Thursday, December 24, 2009

Coraline (Focus Features/Universal, 2009)

by Mark Gabrish Conlan • Copyright © 2009 by Mark Gabrish Conlan • All rights reserved

Our movie last night, Coraline, was a 2009 release (gee, two recent movies in a row!) from Universal’s art-house division, Focus Features (I call them “Out-of-Focus Features” since their logo is the word “FOCUS” in all caps, but with the “O” blurry while the rest of the letters are clear). Directed by Henry Selick, who also made The Nightmare Before Christmas (though Tim Burton got most of the credit since he’d written the story and done much of the preliminary design work), Coraline is based on a children’s book by Neil Gaiman that as a story is sort of Alice in Wonderland and The Wizard of Oz meet Invasion of the Body Snatchers.

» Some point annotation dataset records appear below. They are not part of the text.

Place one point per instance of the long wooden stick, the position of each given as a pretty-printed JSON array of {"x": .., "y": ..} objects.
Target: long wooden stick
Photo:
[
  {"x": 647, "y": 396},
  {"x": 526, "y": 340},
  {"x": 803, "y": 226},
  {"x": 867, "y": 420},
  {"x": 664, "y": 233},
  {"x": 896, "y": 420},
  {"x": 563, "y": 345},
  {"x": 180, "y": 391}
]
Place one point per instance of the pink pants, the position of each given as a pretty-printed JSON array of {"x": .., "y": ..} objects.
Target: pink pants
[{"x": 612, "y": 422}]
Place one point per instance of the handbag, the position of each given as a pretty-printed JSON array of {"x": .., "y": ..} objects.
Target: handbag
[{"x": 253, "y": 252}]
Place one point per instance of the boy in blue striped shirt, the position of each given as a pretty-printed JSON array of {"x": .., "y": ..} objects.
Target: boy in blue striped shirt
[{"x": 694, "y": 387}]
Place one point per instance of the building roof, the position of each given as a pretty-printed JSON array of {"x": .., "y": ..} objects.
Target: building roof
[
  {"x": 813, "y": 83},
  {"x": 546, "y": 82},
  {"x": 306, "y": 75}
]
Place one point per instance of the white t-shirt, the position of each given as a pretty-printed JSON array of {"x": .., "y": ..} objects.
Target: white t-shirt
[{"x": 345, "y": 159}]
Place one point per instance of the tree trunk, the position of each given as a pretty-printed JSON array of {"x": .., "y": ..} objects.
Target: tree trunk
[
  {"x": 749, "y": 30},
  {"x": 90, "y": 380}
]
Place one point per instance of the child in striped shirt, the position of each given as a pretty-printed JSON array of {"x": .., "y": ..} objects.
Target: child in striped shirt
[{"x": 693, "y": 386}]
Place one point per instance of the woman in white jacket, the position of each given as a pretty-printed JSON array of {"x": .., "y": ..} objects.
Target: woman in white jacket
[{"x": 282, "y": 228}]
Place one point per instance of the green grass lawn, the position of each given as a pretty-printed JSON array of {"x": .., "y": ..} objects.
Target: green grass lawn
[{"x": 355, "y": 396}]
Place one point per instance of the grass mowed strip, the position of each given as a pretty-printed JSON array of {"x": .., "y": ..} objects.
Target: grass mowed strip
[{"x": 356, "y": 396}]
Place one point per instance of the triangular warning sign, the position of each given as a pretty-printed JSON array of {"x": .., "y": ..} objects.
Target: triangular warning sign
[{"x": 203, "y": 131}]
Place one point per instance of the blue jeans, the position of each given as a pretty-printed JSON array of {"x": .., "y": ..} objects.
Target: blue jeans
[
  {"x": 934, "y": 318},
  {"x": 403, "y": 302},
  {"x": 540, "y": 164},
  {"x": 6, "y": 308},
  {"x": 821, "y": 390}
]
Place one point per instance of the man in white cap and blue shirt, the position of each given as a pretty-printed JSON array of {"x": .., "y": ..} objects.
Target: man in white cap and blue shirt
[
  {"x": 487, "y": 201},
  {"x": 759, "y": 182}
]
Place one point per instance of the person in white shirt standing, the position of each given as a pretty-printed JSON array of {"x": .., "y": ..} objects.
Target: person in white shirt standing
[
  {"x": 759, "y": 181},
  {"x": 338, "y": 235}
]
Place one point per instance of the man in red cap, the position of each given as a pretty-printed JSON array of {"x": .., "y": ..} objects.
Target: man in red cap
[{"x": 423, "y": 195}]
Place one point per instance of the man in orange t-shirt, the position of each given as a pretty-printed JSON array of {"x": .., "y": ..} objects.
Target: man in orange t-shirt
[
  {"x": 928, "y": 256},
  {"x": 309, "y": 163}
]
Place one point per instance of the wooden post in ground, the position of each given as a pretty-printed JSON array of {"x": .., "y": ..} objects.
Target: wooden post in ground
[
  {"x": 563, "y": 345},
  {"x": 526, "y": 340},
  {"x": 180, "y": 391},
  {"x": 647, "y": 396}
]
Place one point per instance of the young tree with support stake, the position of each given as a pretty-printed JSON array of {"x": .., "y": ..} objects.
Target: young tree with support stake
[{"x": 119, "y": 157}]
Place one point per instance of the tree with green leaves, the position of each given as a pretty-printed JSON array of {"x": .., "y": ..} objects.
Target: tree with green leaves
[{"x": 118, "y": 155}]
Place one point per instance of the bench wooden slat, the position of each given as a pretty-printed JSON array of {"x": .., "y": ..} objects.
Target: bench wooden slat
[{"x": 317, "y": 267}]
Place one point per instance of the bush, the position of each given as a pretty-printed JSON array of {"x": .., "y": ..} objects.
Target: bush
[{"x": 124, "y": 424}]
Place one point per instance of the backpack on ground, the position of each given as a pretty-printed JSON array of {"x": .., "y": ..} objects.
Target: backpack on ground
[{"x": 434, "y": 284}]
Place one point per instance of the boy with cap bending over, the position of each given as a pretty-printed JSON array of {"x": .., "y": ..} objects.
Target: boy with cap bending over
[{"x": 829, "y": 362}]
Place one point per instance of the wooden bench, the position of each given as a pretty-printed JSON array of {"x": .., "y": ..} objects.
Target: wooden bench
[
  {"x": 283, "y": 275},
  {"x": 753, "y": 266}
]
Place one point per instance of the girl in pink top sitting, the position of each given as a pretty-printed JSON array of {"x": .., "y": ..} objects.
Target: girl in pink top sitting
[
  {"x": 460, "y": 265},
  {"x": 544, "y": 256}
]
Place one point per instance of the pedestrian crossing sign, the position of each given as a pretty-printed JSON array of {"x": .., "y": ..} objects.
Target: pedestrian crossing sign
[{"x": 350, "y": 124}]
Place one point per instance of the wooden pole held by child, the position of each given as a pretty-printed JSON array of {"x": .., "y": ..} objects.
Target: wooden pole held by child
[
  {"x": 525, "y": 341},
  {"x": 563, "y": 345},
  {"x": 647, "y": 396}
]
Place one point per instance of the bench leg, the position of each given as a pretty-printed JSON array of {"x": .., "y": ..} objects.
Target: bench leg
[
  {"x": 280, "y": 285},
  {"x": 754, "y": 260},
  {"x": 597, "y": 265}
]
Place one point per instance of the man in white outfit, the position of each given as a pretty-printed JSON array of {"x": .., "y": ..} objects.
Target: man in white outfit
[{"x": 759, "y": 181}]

Coraline (voiced by Dakota Fanning) — that’s her name, though of course (and much to her irritation) most of the people in the movie insist on calling her “Caroline” — is the daughter of Charlie Jones (John Hodgman) and his wife Mel (Teri Hatcher). He’s a writer, which explains why he’s on his computer virtually all day (in a desperate attempt to get his attention, Coraline flips the fuse switch and cuts off power to his computer, thereby erasing much of his day’s work), though he also cooks all the family’s meals since his wife couldn’t be less interested in that sort of thing. They live in a place called the Pink Palace, even though it isn’t pink and isn’t a palace; instead it’s a typical movie haunted house, Victorian in style and with a lot of moldering old rooms and a general aura of the sinister. Coraline ventures outside and meets a rangy outdoor cat and a boy named Wybie (Robert Bailey, Jr.) who’s so compulsively talkative he bores and disgusts Coraline at first sight. (“Wybie” — a character Selick added to his script for the film — is short for “Wyborn,” and Coraline irresistibly puns on his name, “Whywereyouborn?”).

Much of the first half-hour of this 101-minute film is scene-setting and characterization, but eventually the plot kicks into high gear when Coraline discovers a secret child-sized doorway in a part of the house. It’s been wallpapered over on her side and bricked over on the other, but she cuts through the wallpaper, the bricks magically vanish and she goes through the doorway and finds herself in … the same house, with the same mom and dad. Only they’re totally different; mom is a great cook, dad is a musician instead of a writer (with two formidable extension arms so he can play the piano while he’s doing other things with his hands) and they’re both considerably warmer to her than her real parents back on the other side of the door. On this side of the door the cat can talk and Wybie can’t — Coraline is pleased with both those developments — and it’s only after a while of experiencing her dream of what she wishes her family and their lives together were like that Coraline realizes the whole setup is there for some sinister purpose and she is its target. Eventually she comes to grip with the fact that the “Other Father” and “Other Mother” she’s found so much more congenial than her real ones are alien beings of some sort that are there to eat her. At least I think that’s what happened; as with a lot of other fantasies, the dramaturgy gets muddled towards the end as we’re not sure what laws of physics and nature the author is declaring inoperative for the sake of his story and which ones he’s clinging to.

Coraline is quite a charming movie, convincingly animated (and while some of it is computer-generated much of it was done with puppets and old-fashioned stop-motion figures) and effectively staged, and the 3-D effects are fun and add a lot of appeal even though this isn’t a virtuoso display of the in-depth process the way some 3-D films have been. I like this almost literally “skeletal” form of animation that seems unique to Burton and Selick (I can’t remember any other director who’s tried it!); the use of puppets and models to enact the characters enables Selick to bring them to the screen without the heavy literalness of a version in live-action with computer-generated effects shots, and the film maintains a good balance, getting us into Coraline’s point of view while not allowing her to take over the whole movie. It does tend to sag in the second half, though, mainly because of another problem with fantasy as a genre: once you’ve set aside the normal laws of nature and thereby set up your story so anything can happen, the tendency is almost irresistlble to make anything happen — even if it breaks the rules of your fantasy as well as physical reality. Still, Coraline is a nice movie, well balanced between adult appeal and attraction to kids (it’s the sort of movie you can take your family to and no one will be bored — the kids will like the cool effects shots and root for Coraline the character, while the grownups will enjoy the bits of darkness and the inventiveness of the gags.